Meg Whitman and Voting

California gubernatorial candidate Meg Whitman is under fire for her noted lack of participation in elections.  Not that she didn’t vote in EVERY election, but that she hadn’t registered to vote until 2002 according the Sacramento Bee.

At the California GOP Convention, Whitman said:

“Every citizen should take time to vote, and on more than one occasion, I didn’t,” the former eBay chief told the GOP activists. “Voting is a precious gift handed down by generations of Americans. I regret not having delivered my vote on several occasions.”

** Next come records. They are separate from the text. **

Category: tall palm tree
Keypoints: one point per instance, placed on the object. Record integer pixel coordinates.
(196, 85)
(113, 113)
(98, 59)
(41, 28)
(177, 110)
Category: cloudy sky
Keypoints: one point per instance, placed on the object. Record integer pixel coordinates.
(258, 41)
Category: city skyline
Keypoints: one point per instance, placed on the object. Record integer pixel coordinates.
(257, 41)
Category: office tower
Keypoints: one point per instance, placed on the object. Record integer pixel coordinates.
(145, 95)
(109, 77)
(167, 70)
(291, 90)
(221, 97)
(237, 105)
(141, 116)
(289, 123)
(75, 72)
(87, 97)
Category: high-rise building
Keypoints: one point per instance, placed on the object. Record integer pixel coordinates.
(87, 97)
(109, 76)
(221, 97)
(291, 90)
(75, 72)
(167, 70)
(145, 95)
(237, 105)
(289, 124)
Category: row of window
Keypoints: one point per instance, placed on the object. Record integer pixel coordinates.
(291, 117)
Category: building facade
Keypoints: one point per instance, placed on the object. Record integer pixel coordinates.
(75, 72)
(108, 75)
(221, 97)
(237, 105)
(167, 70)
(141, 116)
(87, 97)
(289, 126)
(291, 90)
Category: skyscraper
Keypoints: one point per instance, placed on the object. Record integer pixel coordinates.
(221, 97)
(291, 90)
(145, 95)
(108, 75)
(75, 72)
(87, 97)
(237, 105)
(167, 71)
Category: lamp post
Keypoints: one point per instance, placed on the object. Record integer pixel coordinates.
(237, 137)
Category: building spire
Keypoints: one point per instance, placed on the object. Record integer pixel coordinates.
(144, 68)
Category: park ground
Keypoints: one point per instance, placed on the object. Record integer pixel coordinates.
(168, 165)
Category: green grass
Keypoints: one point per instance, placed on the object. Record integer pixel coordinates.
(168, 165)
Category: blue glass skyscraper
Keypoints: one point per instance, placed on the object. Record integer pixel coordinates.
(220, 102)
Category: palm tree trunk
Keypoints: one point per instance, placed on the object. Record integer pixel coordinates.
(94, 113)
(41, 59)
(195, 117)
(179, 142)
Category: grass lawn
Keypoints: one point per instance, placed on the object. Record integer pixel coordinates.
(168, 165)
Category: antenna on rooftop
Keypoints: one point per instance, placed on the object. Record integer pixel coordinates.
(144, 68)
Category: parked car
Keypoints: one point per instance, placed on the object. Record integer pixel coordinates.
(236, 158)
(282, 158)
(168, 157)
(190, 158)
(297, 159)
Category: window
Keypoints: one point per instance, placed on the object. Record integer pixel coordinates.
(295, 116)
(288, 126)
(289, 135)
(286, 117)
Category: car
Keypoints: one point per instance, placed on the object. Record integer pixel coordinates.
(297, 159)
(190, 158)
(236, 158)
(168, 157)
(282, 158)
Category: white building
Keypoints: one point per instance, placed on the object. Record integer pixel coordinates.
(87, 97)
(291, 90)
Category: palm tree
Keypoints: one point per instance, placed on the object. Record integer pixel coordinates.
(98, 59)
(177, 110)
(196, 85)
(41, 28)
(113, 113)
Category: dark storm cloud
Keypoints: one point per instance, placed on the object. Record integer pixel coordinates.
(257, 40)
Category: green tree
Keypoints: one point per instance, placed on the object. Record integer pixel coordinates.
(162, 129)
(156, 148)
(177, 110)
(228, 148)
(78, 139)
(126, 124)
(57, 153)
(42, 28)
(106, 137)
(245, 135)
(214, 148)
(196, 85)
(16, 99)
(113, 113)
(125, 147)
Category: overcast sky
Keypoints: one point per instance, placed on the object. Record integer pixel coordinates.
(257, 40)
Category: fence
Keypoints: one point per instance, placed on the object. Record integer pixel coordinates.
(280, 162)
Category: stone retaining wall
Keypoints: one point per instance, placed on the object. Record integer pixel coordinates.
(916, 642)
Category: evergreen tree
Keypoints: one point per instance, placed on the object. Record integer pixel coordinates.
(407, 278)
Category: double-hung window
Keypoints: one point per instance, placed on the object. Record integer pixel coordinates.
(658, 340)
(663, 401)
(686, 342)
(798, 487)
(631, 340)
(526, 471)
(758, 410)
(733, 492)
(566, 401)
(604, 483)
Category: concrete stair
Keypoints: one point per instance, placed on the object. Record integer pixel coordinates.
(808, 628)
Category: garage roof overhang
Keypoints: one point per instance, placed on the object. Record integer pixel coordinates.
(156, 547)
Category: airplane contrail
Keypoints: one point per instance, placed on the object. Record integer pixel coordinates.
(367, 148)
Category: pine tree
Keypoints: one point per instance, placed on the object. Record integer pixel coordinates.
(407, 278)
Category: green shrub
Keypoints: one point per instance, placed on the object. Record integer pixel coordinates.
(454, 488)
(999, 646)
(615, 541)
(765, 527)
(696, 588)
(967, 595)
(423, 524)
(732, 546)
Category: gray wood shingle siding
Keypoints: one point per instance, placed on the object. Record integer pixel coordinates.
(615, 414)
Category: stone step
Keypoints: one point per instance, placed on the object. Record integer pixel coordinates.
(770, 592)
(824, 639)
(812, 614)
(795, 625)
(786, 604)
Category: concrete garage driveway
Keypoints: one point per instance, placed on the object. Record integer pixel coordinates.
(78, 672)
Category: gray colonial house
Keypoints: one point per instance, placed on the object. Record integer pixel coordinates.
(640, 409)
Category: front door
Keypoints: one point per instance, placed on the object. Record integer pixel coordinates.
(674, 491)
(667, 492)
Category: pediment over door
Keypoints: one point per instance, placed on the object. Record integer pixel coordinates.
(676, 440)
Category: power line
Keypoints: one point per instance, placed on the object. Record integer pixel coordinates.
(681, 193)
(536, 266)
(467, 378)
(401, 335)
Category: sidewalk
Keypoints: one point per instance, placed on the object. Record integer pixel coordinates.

Whitman was in our area today speaking to a group in Davis, and was quoted as saying:

“I was focused on raising a family, on my husband’s career, and we moved many, many times,” she told reporters. “It is no excuse. My voting record, my registration record, is unacceptable.”

She’s getting closer to where she needs to be, but my advice, because I know you were waiting for it. Stop apologizing.  Say what I think is the real answer:

“I wasn’t focused on becoming a politician. I focused on helping build a business and on my family.  I’m not going to apologize for not voting. I’m going to say that the expertise I gained building a billion dollar business is valuable for California and I want to use that expertise to help us be the California that everyone dreams about.”


6 thoughts on “Meg Whitman and Voting

  1. I’m always a “turn your weaknesses into strengths” kind of person. I thought she should say:

    “I am one of the millions of Californians who haven’t been active voters before, who have focused on family life to our own detriment. And we have been awakened by the sheer incompetence of a sluggish, overgrown government that cannot seem to live within its means or accomplish its basic job. We should have voted before – but doggone it, we’re all gonna vote now and we’re gonna save California.”

  2. Sorry, Josh, but even your well-crafted, thoughtful statement doesn’t cut it. She clearly does not respect our system of democracy and, therefore, isn’t cut out to be a part of it.

  3. Thank you Jami,

    I’m not making a statement on whether her voting or not disqualifies her in my mind for office. I am critqueing her statement.

    For disclosure, I did not vote in the 1992 election. During my first year at college my parents moved (yes, insert jokes here) and I didn’t get home to register as I had planned. That election in Marin was coincidentally the one where Barbara Boxer took over Cranston’s vacant seat.

  4. People who don’t vote and don’t keep up on government don’t understand politics. You look at it from the outside, and it just looks like a mess. It is, to some extent, but a certain level of mess is inherent in democracy.

    Frustration with “the system” is what led people, myself included, to vote for term limits. Well, that turned out to be a huge failure. You can tell, because things have gotten progressively worse in the past 20 years. Term limits on politicians caused power to shift to the behind the scenes bureaucrats.

    Term limits also seem to have led to the development of a more partisan politics. Because these politicians have to appeal to new constituents every few years, they keep their voting record and political rhetoric polarized. (The Whitman ads are a great example.)

    This is great when it comes to getting tax cuts and spending increases — everyone wants those. It really fails miserabily when you need some tax increases and some spending cuts, like we do today.